Der Schweigende Stern
Der Schweigende Stern
Stanislaw Lem’s novel The Astronauts provided the basis for the first DEFA science fiction film. Kurt Maetzig proffered in 1959 a vision of the future: in the year 1970 an international expedition flew eight scientists to Venus after the mysterious discovery of a “spool” in the Gobi Desert. During the spaceflight the American nuclear physicist Hawling managed to decipher its alarming message: a declaration of nuclear war on the Earth. When the spaceship landed on Venus the scientists came across the radioactive remnants of a destroyed intelligent civilisation. The population had evidently wiped themselves out with their own weapons, which had originally been aimed at the Earth.

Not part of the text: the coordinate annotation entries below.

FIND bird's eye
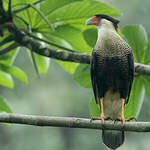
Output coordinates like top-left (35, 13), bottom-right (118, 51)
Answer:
top-left (90, 16), bottom-right (101, 26)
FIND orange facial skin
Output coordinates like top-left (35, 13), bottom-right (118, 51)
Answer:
top-left (90, 16), bottom-right (101, 26)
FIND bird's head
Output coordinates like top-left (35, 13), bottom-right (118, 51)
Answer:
top-left (86, 14), bottom-right (119, 30)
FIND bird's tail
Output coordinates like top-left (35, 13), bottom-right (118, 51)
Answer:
top-left (102, 130), bottom-right (124, 150)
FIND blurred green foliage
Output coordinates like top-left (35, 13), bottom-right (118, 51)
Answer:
top-left (0, 0), bottom-right (150, 120)
top-left (0, 0), bottom-right (150, 150)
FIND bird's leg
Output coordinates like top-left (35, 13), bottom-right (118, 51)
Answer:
top-left (116, 99), bottom-right (126, 124)
top-left (91, 98), bottom-right (108, 123)
top-left (121, 99), bottom-right (125, 124)
top-left (100, 98), bottom-right (106, 123)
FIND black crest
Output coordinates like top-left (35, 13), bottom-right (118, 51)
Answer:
top-left (95, 14), bottom-right (120, 30)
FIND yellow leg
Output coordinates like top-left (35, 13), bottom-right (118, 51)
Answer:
top-left (121, 99), bottom-right (125, 124)
top-left (100, 98), bottom-right (105, 123)
top-left (91, 98), bottom-right (110, 123)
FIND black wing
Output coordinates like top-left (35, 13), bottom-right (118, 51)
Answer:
top-left (126, 53), bottom-right (134, 104)
top-left (91, 50), bottom-right (98, 103)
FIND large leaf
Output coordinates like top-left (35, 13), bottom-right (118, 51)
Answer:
top-left (0, 70), bottom-right (14, 88)
top-left (122, 25), bottom-right (148, 63)
top-left (0, 64), bottom-right (28, 83)
top-left (83, 28), bottom-right (97, 47)
top-left (36, 0), bottom-right (120, 31)
top-left (0, 97), bottom-right (12, 113)
top-left (89, 97), bottom-right (100, 117)
top-left (51, 25), bottom-right (91, 53)
top-left (74, 64), bottom-right (92, 88)
top-left (48, 1), bottom-right (120, 26)
top-left (125, 76), bottom-right (145, 118)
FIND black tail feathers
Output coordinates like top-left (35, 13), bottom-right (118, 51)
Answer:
top-left (102, 130), bottom-right (124, 150)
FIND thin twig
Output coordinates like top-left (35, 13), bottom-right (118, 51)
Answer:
top-left (0, 35), bottom-right (13, 46)
top-left (27, 33), bottom-right (76, 52)
top-left (0, 42), bottom-right (19, 55)
top-left (0, 23), bottom-right (150, 75)
top-left (13, 0), bottom-right (44, 14)
top-left (0, 113), bottom-right (150, 132)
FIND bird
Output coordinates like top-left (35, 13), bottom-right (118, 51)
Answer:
top-left (86, 14), bottom-right (134, 150)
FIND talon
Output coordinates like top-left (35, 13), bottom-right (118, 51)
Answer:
top-left (126, 117), bottom-right (137, 121)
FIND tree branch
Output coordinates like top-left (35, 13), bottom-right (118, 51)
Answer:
top-left (0, 23), bottom-right (150, 75)
top-left (0, 43), bottom-right (19, 55)
top-left (13, 0), bottom-right (44, 14)
top-left (0, 113), bottom-right (150, 132)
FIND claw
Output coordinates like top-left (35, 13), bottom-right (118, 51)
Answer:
top-left (90, 115), bottom-right (112, 124)
top-left (126, 117), bottom-right (137, 121)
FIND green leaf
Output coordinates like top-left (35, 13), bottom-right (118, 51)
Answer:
top-left (89, 97), bottom-right (100, 117)
top-left (122, 25), bottom-right (148, 63)
top-left (0, 96), bottom-right (12, 113)
top-left (83, 28), bottom-right (97, 47)
top-left (48, 1), bottom-right (120, 26)
top-left (125, 76), bottom-right (145, 119)
top-left (73, 64), bottom-right (92, 88)
top-left (51, 25), bottom-right (91, 53)
top-left (0, 70), bottom-right (14, 88)
top-left (35, 54), bottom-right (50, 74)
top-left (0, 64), bottom-right (28, 83)
top-left (40, 0), bottom-right (79, 15)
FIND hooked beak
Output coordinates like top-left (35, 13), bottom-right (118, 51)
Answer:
top-left (86, 19), bottom-right (93, 25)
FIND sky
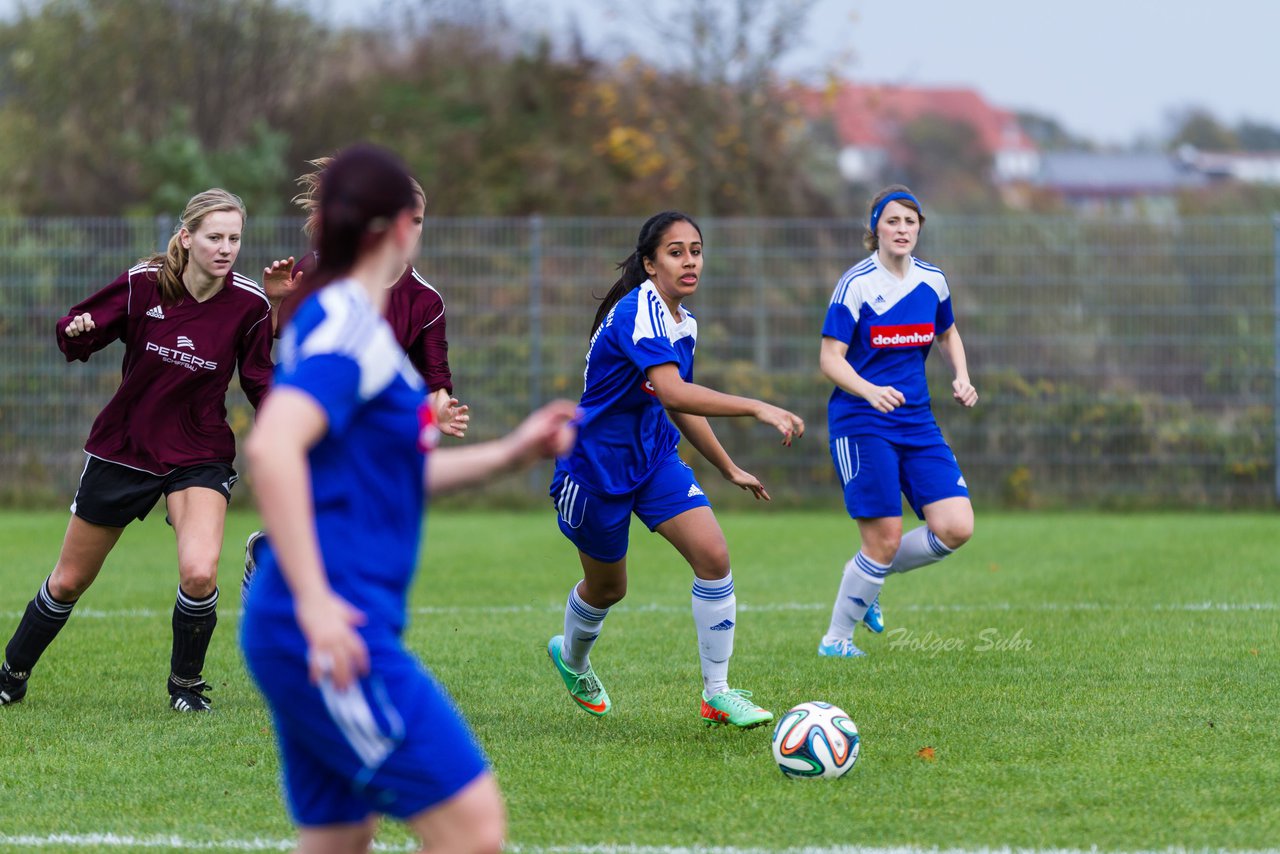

The spaceship crew now had to return home urgently with their redemptive news. The ambitious DEFA project appeared in cinemas in February 1960, only a few months after the Russians had achieved the first landing on the moon of an unmanned probe. At the time, when belief in science and technology was at its peak, anything seemed possible in the near future. In West Germany the film was shown six months later under the name Venus antwortet nicht, and in a fascinated USA as First Spaceship on Venus. In 1964 at the Utopian Film Festival in Trieste the film received a Golden Spaceship award; in the new millennium it was screened at, amongst others, the 2006 Utopiales Internationales Science-Fiction Festival Nantes during its ‘Invaders from Marx!’ retrospective.